This classic sauce is a tradtional accompaniment for steamed fresh asparagus. It requires your undivided attention and a lot of whisking, but it's well worth it. The resulting sauce is heavenly and much better than anything bought from a shop.
Time: 20 minutes
40ml white wine vinegar
1 small shallot, peeled and chopped
a few sprigs of French tarragon
1 bay leaf
200g unsalted butter
3 small egg yolks
freshly ground white pepper
Put the wine vinegar, water, tarragon, bay leaf, shallots and peppercorns into a small pan and bring the mixture to the boil. Let it boil for a few minutes, until the liquid has reduced to no more than a dessert spoonful. Strain the liquor through a sieve and let it cool.
Next, clarify the butter by melting it slowly in a pan and simmering for five minutes over a very gentle heat.

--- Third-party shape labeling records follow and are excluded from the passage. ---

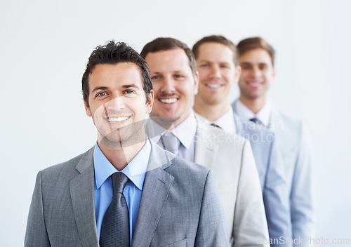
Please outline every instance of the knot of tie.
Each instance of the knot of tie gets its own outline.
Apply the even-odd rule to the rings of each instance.
[[[166,150],[169,151],[174,154],[178,154],[180,142],[171,132],[166,132],[161,137],[161,142],[162,145]]]
[[[263,126],[263,123],[260,119],[258,119],[257,117],[252,118],[250,119],[250,121],[251,122],[253,122],[253,123],[259,125],[259,126]]]
[[[129,179],[123,173],[114,173],[111,175],[112,179],[113,194],[122,194]]]

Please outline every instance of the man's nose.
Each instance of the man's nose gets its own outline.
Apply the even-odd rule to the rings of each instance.
[[[256,67],[253,68],[251,75],[254,78],[260,78],[261,76],[261,72],[260,69]]]
[[[161,86],[161,91],[166,93],[174,92],[176,91],[174,88],[174,80],[169,76],[164,78]]]
[[[105,103],[105,105],[107,111],[119,110],[124,109],[126,107],[122,96],[117,96],[111,100]]]
[[[211,67],[211,78],[220,78],[222,74],[220,73],[220,68],[218,65],[212,65]]]

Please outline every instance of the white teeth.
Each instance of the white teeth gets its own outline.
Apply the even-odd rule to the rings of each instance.
[[[129,118],[129,116],[119,116],[119,117],[110,117],[107,119],[109,122],[121,122],[122,121],[126,121]]]
[[[172,104],[177,100],[178,99],[176,98],[173,98],[171,99],[159,99],[159,101],[161,101],[162,103],[166,103],[166,104]]]
[[[220,88],[220,84],[206,84],[208,88]]]

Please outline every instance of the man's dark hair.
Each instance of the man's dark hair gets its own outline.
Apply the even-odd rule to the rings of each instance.
[[[199,48],[200,46],[204,43],[219,43],[223,45],[225,45],[227,48],[229,48],[233,52],[233,62],[235,66],[238,65],[238,50],[237,49],[237,46],[234,44],[233,42],[227,39],[223,36],[221,35],[211,35],[207,36],[206,37],[202,38],[199,41],[198,41],[194,46],[192,46],[192,53],[195,56],[195,58],[197,59],[199,57]]]
[[[254,49],[263,49],[268,53],[270,59],[272,60],[272,65],[274,65],[275,51],[273,47],[267,43],[261,37],[253,37],[241,40],[238,44],[239,55],[241,55],[244,53]]]
[[[194,76],[197,72],[197,64],[194,54],[192,50],[183,43],[178,39],[173,38],[157,38],[152,41],[147,43],[140,53],[140,55],[145,59],[150,53],[156,53],[161,51],[168,51],[173,49],[181,48],[185,52],[189,59],[189,65],[192,69],[192,74]]]
[[[108,41],[105,46],[98,46],[91,53],[89,57],[86,69],[81,78],[81,93],[83,99],[89,106],[88,77],[93,69],[97,65],[115,65],[119,62],[133,62],[138,65],[140,70],[143,79],[144,92],[147,102],[149,100],[149,93],[152,90],[152,81],[150,72],[145,60],[131,46],[124,42],[115,43],[114,41]]]

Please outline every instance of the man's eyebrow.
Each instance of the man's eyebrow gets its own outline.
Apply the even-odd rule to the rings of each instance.
[[[251,62],[240,62],[240,65],[251,65]]]
[[[91,91],[91,93],[94,93],[95,91],[97,91],[98,90],[106,90],[106,89],[108,89],[108,88],[107,88],[107,86],[98,86],[98,87],[96,87],[94,89],[93,89]]]
[[[126,84],[122,86],[122,88],[135,88],[137,89],[140,89],[140,88],[135,84]]]

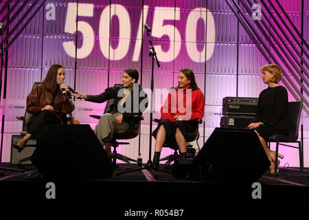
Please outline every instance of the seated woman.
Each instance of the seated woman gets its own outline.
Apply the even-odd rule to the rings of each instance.
[[[95,135],[101,144],[105,146],[105,150],[111,157],[112,157],[111,142],[115,131],[136,129],[133,127],[136,124],[134,115],[141,116],[142,112],[147,108],[148,99],[144,100],[147,98],[147,95],[137,83],[138,79],[137,70],[127,69],[122,75],[122,87],[107,88],[104,93],[97,96],[85,95],[80,92],[76,92],[73,95],[77,98],[81,98],[87,101],[98,103],[115,98],[114,104],[110,111],[101,117],[95,129]],[[138,89],[138,91],[135,91],[135,89]],[[145,104],[144,109],[140,107],[142,100]]]
[[[271,173],[275,173],[275,153],[268,151],[265,139],[273,134],[288,135],[291,131],[292,120],[288,111],[288,92],[278,85],[281,80],[281,69],[275,64],[261,67],[262,78],[268,87],[262,91],[254,120],[248,129],[254,129],[271,162]],[[283,155],[278,154],[280,158]],[[278,160],[278,166],[279,164]],[[277,173],[279,172],[279,168]]]
[[[65,68],[61,65],[53,65],[45,79],[27,96],[26,111],[34,116],[27,123],[27,135],[13,145],[19,152],[24,148],[31,137],[40,140],[46,124],[66,123],[64,121],[66,115],[74,110],[72,96],[63,83],[65,75]],[[62,90],[65,91],[65,95]]]
[[[161,109],[161,121],[152,133],[156,139],[152,162],[157,168],[165,143],[177,144],[181,157],[186,157],[187,134],[198,126],[196,120],[204,117],[204,95],[196,85],[193,72],[181,69],[178,75],[178,85],[170,91]]]

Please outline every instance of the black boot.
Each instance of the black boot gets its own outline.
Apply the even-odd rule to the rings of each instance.
[[[181,153],[181,158],[182,158],[182,159],[187,158],[187,152]]]
[[[161,152],[154,152],[154,155],[153,156],[152,163],[155,168],[159,168],[159,160],[160,160]]]

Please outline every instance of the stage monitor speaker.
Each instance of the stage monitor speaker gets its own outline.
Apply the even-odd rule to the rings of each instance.
[[[17,144],[21,139],[23,136],[21,135],[12,135],[12,142],[11,142],[11,165],[17,165],[19,164],[19,161],[22,159],[25,159],[28,157],[31,157],[33,154],[33,152],[36,149],[36,140],[30,139],[26,144],[26,147],[21,152],[18,152],[16,148],[14,148],[12,146],[13,144]],[[30,160],[25,161],[23,162],[23,164],[32,164]]]
[[[247,184],[257,182],[269,166],[254,131],[216,128],[193,160],[190,177]]]
[[[46,126],[31,161],[45,178],[110,177],[114,167],[89,124]]]

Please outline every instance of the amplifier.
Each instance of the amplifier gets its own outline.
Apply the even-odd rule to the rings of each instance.
[[[14,144],[16,144],[19,142],[23,137],[19,135],[12,135],[12,146]],[[36,140],[30,139],[26,144],[25,148],[21,152],[18,152],[16,149],[11,146],[11,165],[17,165],[19,164],[19,160],[24,159],[27,157],[32,155],[33,152],[36,149],[34,145],[36,144]],[[25,161],[23,162],[23,164],[32,164],[30,160]]]
[[[221,118],[220,126],[221,128],[245,129],[253,120],[253,116],[227,116]]]
[[[255,115],[258,98],[225,97],[222,100],[222,115]]]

Remove it from the heat, let it cool a little and then pour off the clarified butter and discard the whey.
Add the egg yolks and half of the vinegar reduction to a heatproof bowl and set it over a pan of simmering water. Whisk together, until the mixture begins to thicken and become frothy. Now start to slowly add the butter in a trickle, whisking all the time.
Be careful, as if you add the butter too quickly, the sauce will separate. If the sauce does starts to curdle or split, you can rescue it by scraping the mixture into a clean bowl and whisking in 1 tbsp ice-cold water, then continue whisking in the remaining butter.
When you've added two thirds of the butter, taste the sauce and add a little more of the vinegar reduction, then add the remaining butter. Everyone's preference is different, but the aim is to get a buttery, tangy sauce that's not too vinegary. Season with salt and pepper to taste, cover, and keep in a warm place until you're ready to serve it.
Steaming the asparagus should only take three or four minutes in a pan of well salted boiling water. Here's how to cook steamed asparagus
Serve the asparagus with the sauce ladled over the top, or in individual bowls for dipping.